O rei George VI cumprimenta os jogadores do Huddersfield antes da partida.

Como sempre, o apito inicial foi precedido por diversos eventos. O maestro T.P. Ratcliff regeu a banda e o coro formado pelo público para entoar o tradicional hino religioso “Abide With Me”, o rei George VI (pai da atual monarca Elizabeth II) desceu ao gramado para cumprimentar os jogadores, um por um, e só depois de todo o cerimonial prévio é que a bola rolou. O jogo em si, porém, esteve longe de ser dos mais atrativos. Foram raras as chances reais de gol criadas nos 90 minutos, e o 0 a 0 levou a partida para a prorrogação.


No tempo extra, o jogo seguiu bem modorrento até os minutos finais. Ao ponto de Thomas Woodrooffe, o folclórico narrador da BBC, proferir, já nos últimos instantes, uma frase que se tornaria célebre: “Se sair algum gol agora, eu como meu chapéu!”. Quase imediatamente, o meia-direita do Preston George Mutch apanhou a bola e invadiu a área do Huddersfield, sendo travado faltosamente por Alf Young, o capitão dos Terriers. Pênalti apitado a trinta segundos do fim da partida.


Após o burburinho da reclamação dos jogadores do Huddersfield e da decisão dos atletas do Preston sobre quem cobraria a penalidade, Mutch – um dos que haviam defendido a Escócia contra a Inglaterra no jogo televisionado meses antes, no mesmo estádio – se apresentou e converteu com um chute alto, que tocou o travessão antes de entrar. O gol evitou que as duas equipes se reencontrassem num replay marcado para uma semana depois no Villa Park, em Birmingham. E deu ao Preston o último título de sua história.

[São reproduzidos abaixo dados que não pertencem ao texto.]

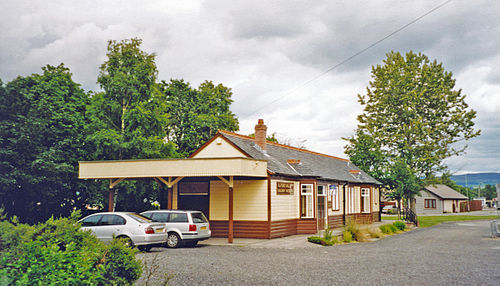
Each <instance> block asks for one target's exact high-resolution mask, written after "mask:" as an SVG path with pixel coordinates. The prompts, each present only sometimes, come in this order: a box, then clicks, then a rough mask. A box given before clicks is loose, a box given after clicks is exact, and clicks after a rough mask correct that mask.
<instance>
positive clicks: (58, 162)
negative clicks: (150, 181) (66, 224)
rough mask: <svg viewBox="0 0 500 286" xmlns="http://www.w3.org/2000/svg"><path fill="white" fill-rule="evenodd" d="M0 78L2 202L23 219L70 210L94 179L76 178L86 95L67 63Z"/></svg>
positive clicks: (84, 110)
mask: <svg viewBox="0 0 500 286" xmlns="http://www.w3.org/2000/svg"><path fill="white" fill-rule="evenodd" d="M42 70H43V74H33V75H31V76H26V77H18V78H16V79H14V80H13V81H11V82H9V83H8V84H7V85H5V86H4V85H3V84H0V146H1V147H0V205H2V206H3V207H5V209H6V212H7V213H8V214H9V215H16V216H18V217H19V218H20V219H21V221H25V222H30V223H33V222H37V221H41V220H44V219H46V218H48V217H50V216H51V215H61V214H64V215H68V214H69V212H70V211H71V210H72V209H73V208H74V207H80V206H81V205H83V204H84V203H85V202H86V200H87V198H88V195H89V192H90V188H92V184H85V183H84V182H83V181H81V180H78V161H79V160H84V159H86V154H87V153H88V150H87V146H86V145H85V140H84V139H85V138H84V125H85V106H86V104H87V102H88V95H87V94H86V93H85V92H84V91H83V90H82V89H81V88H80V87H79V85H78V84H77V83H75V82H73V80H72V79H71V73H70V71H69V69H68V68H66V67H65V66H64V65H63V64H61V65H59V66H57V67H54V66H46V67H44V68H42Z"/></svg>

Bill Shankly, que conquistou ali seu único título como jogador antes de embarcar numa carreira de técnico que ironicamente ganharia projeção pelo trabalho no Huddersfield antes de empilhar títulos no Liverpool, declarou anos mais tarde: “Quando o apito soa em Wembley e você jogou numa final e venceu, essa é a maior emoção da sua vida. Não há dúvida. Agradeci a Deus por isso. Aquela sensação é incrível”.


Infelizmente, ao que parece, não existe mais o registro da transmissão original feita pela BBC, apenas os filmes curtos feitos pelo British Pathé e pela Movietone, num modelo de cinejornal que inspiraria o nosso Canal 100. Ah! E, mais tarde, Woodrooffe de fato cumpriu a promessa. Quer dizer, não exatamente. Não comeu o próprio chapéu, mas um outro – na verdade um bolo feito de marzipã em formato de chapéu-coco – ao vivo diante das câmeras da emissora britânica.